Do we need to configure the following rules to make a management zone for a particular namespace?

type(KUBERNETES_CLUSTER),entityName.in("<YOUR KUBERNETES CLUSTER NAME>") type(CLOUD_APPLICATION_NAMESPACE),toRelationships.isClusterOfNamespace(type(KUBERNETES_CLUSTER),entityName.in("<YOUR KUBERNETES CLUSTER NAME>"))
Dimensional rule for METRIC where DIMESION k8s.cluster.name equals YOUR CLUSTER NAME

The following rules have an issue with the relationship.

type(CONTAINER_GROUP_INSTANCE),toRelationships.isCgiOfNamespace(type(CLOUD_APPLICATION_NAMESPACE),entityName.in("XYZ"))
entitySelector The entitySelector has an invalid relationship defined: CLOUD_APPLICATION_NAMESPACE IS_CGI_OF_NAMESPACE CONTAINER_GROUP_INSTANCE
type(PROCESS_GROUP_INSTANCE),fromRelationships.isMainPgiOfCgi(type(CONTAINER_GROUP_INSTANCE),toRelationships.isCgiOfNamespace(type(CLOUD_APPLICATION_NAMESPACE),entityName.in("XYZ")))
entitySelector The entitySelector has an invalid relationship defined: CLOUD_APPLICATION_NAMESPACE IS_CGI_OF_NAMESPACE CONTAINER_GROUP_INSTANCE

Also, the user has a 403 permission issue while accessing the CPU-limit quota saturation of the namespace. Will the above/or missing rules cover this as well?

Regards,

Babar

DanielS · ‎22 Apr 2024

Hi @Babar_Qayyum let me replicate the rules in my environment and I reach you.

The true delight is in the finding out rather than in the knowing.

DanielS · ‎22 Apr 2024

Sorry I didn't have time to test it yesterday, but today I tested everything in my environment. Do not hesitate to contact me. Please let me know if the rules worked for you. I edited my previous answer to prevent incorrect rules from confusing anyone.

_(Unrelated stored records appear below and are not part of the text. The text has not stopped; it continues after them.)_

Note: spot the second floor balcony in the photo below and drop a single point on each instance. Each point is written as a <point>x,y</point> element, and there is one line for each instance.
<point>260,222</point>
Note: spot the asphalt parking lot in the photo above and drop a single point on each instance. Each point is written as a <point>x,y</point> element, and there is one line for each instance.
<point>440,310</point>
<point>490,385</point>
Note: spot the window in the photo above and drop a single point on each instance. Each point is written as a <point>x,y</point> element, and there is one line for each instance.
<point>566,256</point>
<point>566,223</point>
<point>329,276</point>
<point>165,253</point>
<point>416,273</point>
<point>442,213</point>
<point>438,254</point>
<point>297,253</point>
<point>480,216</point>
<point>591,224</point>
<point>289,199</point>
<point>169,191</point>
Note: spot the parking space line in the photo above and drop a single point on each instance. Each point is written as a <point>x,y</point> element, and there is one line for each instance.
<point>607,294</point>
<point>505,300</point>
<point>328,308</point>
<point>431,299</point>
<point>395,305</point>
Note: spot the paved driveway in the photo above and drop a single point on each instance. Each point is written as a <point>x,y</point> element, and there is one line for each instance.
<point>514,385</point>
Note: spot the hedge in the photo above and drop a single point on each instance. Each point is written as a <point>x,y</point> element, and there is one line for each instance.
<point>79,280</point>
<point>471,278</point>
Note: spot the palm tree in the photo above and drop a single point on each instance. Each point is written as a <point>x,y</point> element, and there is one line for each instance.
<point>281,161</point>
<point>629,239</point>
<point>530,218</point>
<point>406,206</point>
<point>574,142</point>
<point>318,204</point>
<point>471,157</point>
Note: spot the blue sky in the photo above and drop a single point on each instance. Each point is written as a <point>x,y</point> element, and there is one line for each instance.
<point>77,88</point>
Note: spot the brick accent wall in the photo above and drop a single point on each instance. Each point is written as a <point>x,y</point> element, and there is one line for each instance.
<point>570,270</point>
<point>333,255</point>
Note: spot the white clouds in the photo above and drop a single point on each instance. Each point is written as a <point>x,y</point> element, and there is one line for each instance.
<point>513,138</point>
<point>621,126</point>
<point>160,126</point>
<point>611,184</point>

The true delight is in the finding out rather than in the knowing.

DanielS · ‎22 Apr 2024

Now, for the user to enter to the section of Anomaly detection of the namespace, it must have the following policy:

ALLOW settings:objects:read, settings:objects:write, settings:schemas:read
WHERE settings:schemaId = "builtin:anomaly-detection.kubernetes.namespace";

The true delight is in the finding out rather than in the knowing.

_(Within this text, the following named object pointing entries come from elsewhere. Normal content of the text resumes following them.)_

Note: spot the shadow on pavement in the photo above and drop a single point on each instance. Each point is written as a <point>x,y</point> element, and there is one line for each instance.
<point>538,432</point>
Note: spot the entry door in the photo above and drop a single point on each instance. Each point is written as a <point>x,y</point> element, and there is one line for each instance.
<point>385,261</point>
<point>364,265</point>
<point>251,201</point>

Babar_Qayyum · ‎23 Apr 2024

Hello @DanielS

Once again, thank you for all your great support. Mostly, things worked as expected. I faced a challenge with the following rule while applying the automatic tagging.

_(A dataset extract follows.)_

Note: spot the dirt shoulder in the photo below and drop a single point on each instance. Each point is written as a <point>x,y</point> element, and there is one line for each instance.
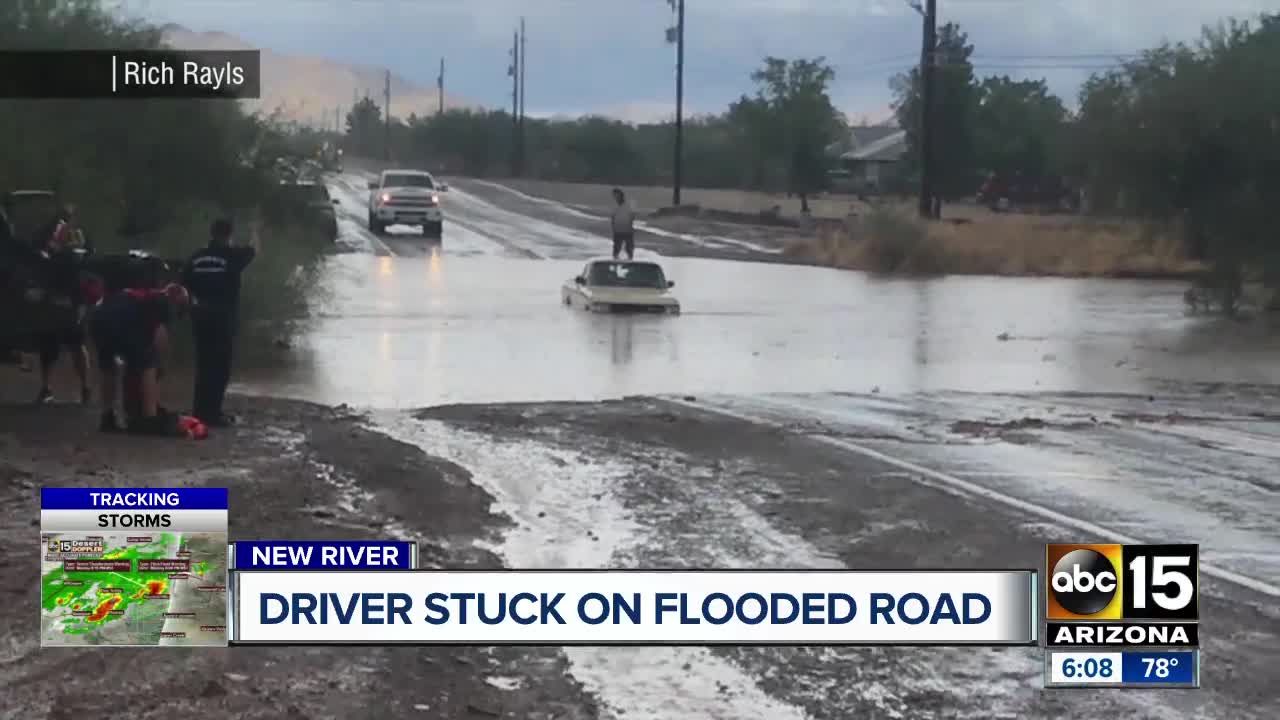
<point>295,470</point>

type(CLOUD_APPLICATION_INSTANCE),toRelationships.isNamespaceOfCai(type(CLOUD_APPLICATION_NAMESPACE),entityId("CLOUD_APPLICATION_NAMESPACE-XXXXXXXXXXXXX"))
entitySelector Entity selector contains type which does not support automatically applied tags

What about the Dimensional rule for METRIC? Do we need to include it in the management zone? What should be the dimension keys in case they are required?

Regards,

Babar

DanielS · ‎23 Apr 2024

Hello, your welcome @Babar_Qayyum you are not doing anything wrong and is not an error, as you can see in this post auto-tags for type CLOUD_APPLICATION_INSTANCE is not supported due to performance implications.

From the test in my environment I didn't require the DIMENSIONAL Metric, but that depends on what kind of permissions you want to give to the user.

The true delight is in the finding out rather than in the knowing.

Babar_Qayyum · ‎24 Apr 2024

Hello @DanielS

Thank you for sharing the post. In the post, it is mentioned that we can apply the manual tag on the Pods level, whereas, I do not see this option in the settings except for the Container.

Regards,

Babar

Babar_Qayyum · ‎23 Apr 2024

Hello @DanielS

Will the policy apply on the environmental/or management zones level? How can it be assigned only to an individual management zone?

Regards,

Babar

DanielS · ‎23 Apr 2024

You apply the policy under the environment but you give the group a Permission under the MZ only.

The true delight is in the finding out rather than in the knowing.